この学校の「命の学習」で特筆したいのは、卒業を控えた6年生の3学期に、「死」について考えさせる学習を行なっていることである。教材はレオ・バスカーリア作『葉っぱのフレディ』の読み聞かせから……。
「春が過ぎて夏が来ました」に始まるこの絵本は、葉っぱのフレディが小さな芽から美しい緑の葉っぱに育ち、ダニエルという親友もできる。夏になるとダニエルは、仲間の葉っぱたちに呼びかけるのだ。「さあ、からだを寄せ合ってみんなで木陰を作ろう」と。そして「フレディ、これも葉っぱの仕事なんだよ」。フレディは、その木陰で老人や子どもたちが楽しそうに過ごすのを見下ろしながら、自分の生き甲斐を感じるのだった。
秋になり、葉っぱたちは色とりどりに紅葉して人々を楽しませるが、やがて冬が来ると風のうなり声がきこえ、葉っぱたちは枯れて、1枚1枚と散っていく。淋しさのあまりフレディは聞く。「ねぇダニエル、ぼくは生まれてきてよかったのだろうか」。ダニエルは頷いて、「ぼくらは春から冬までの間、ほんとうによく働いたし、よく遊んだね。人々のために木陰を作ったり、秋には紅葉してみんなの目を楽しませたりもしたよね」と。そして、ある日、夕暮れの中を「さよなら、フレディ」と静かに散っていく。
「次の日は雪でした。フレディは迎えにきた風に乗って枝を離れ、空中をしばらく舞ってから、そっと雪の積った地面に降りていきました……」。最後の頁は「また、春がめぐってきました」で終るこの絵本は、葉が散って土に溶けこみ、樹を育てる力になる――つまり人生は、生から死へ、死から生へとめぐって、いのちは永遠に生きているのだよというメッセージなのである。
このあと、私が訳を担当したスウェーデンの絵本、モニカ・ギーダール作『こころのなかのおじいちゃん』の読み聞かせをしたそうで、続けて児童たちの感想文が送られてきた。
この絵本のストーリーは、6歳の男の子オラが、父方の祖父が亡くなって悲しむ祖母に話しかける。「ねぇ、老人ホームにいるママのおじいちゃんが言ってたよ。“おばあちゃんはずっと前に死んでしまった……だが、愛する人はいつも心の中にいるんだよ”って。だから死んだおじいちゃんは、ぼくとおばあちゃんの心の中にいるんだ」と。
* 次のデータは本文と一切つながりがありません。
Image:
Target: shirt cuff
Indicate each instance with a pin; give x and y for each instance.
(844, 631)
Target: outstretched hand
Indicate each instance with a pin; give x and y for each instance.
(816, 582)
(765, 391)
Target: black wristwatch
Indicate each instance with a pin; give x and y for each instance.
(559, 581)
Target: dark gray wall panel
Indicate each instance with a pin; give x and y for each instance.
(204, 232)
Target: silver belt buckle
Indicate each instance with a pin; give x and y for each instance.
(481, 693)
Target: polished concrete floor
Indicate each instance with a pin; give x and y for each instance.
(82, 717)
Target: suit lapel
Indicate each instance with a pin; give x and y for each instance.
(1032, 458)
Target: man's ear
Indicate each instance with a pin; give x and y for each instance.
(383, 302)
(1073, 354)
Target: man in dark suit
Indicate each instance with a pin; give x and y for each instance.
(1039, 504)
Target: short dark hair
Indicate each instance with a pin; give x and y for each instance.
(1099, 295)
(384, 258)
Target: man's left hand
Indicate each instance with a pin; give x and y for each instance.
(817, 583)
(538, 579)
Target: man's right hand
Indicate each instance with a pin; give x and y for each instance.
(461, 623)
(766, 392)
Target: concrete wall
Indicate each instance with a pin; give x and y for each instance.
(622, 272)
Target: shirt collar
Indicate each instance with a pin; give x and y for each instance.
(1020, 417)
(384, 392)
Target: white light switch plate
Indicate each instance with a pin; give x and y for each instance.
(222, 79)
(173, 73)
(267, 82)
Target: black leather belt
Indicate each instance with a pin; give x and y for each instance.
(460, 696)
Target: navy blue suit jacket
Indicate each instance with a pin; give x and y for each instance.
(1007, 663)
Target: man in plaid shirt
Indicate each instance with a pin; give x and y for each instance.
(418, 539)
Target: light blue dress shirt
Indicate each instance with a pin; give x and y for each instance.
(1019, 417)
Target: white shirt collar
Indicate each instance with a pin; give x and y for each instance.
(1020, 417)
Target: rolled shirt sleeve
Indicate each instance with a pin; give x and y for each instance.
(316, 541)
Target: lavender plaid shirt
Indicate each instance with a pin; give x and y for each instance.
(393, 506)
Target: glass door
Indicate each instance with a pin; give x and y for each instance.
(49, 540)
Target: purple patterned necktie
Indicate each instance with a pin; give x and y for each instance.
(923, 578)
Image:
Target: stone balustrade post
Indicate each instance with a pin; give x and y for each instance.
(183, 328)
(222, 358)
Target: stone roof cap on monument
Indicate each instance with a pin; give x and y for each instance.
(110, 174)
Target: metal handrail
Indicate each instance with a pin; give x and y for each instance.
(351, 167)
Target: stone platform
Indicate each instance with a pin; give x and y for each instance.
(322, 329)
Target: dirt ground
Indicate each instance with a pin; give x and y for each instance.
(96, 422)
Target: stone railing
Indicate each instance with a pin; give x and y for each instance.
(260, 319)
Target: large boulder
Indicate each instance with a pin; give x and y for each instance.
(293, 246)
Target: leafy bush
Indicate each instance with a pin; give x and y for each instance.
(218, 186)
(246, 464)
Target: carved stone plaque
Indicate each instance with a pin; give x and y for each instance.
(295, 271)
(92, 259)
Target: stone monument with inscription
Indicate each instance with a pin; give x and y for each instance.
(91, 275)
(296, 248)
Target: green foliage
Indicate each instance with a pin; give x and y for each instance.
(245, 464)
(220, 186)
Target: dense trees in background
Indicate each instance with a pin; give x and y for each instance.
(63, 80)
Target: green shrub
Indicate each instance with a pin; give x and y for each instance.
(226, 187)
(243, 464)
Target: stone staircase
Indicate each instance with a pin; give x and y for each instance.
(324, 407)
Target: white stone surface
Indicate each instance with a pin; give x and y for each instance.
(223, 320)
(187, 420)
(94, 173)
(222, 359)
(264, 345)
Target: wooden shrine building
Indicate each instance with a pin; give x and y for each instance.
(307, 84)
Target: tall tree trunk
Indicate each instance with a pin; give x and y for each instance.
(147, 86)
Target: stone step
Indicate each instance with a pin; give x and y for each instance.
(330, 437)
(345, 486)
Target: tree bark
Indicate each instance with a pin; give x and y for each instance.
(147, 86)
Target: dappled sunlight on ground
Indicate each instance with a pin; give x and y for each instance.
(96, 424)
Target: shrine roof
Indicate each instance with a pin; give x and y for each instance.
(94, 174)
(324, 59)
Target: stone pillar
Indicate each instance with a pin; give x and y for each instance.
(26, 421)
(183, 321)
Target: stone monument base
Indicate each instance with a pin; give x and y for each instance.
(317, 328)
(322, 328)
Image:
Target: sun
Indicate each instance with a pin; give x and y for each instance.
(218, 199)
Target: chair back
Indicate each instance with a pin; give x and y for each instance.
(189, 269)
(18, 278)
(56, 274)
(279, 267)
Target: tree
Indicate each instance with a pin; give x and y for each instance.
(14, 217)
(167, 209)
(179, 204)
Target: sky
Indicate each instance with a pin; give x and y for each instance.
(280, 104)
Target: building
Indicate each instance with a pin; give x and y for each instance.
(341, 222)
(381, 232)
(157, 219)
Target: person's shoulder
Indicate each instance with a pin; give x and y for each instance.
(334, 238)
感想文には、「僕が感動したのは、“愛する人は死んでも、いつも心の中にずっといる”という言葉と、それを男の子が信じて、おばあちゃんに伝えるところです。このお話で、命の重みについてわかりました」「私は初めて死について考えました。そして、どんなことがあっても自殺なんかしないで、1日1日を大切に、自分の人生を精一杯生きていこうと思いました」と綴られてあった。
小学校6年生という感性豊かな思春期の子どもたちに、「生きること」、そして「死ぬこと」を教える。何というすばらしい『命の学習』だろう。絵本の選び方にしても、初めから人間の死を考えさせ悲しませるのではなく、『葉っぱのフレディ』で植物の生と死を、次に『こころのなかのおじいちゃん』で、人の生と死を学ぶという繊細な心配りである。
私は感想文を読みながら、性教育とはまさに「性=生」の教育であり、画家ポール・ゴーギャンの言葉「私たちはどこから来たのか? 私たちは何者なのか? 私たちはどこへ行くのか?(D'où venons-nous ? Que sommes-nous ? Où
allons-nous ?)」のとおり、いのちの誕生から死までを考えさせ、自分の人生を自己決定できる人間を育てる教育だと改めて考えさせられたのだった。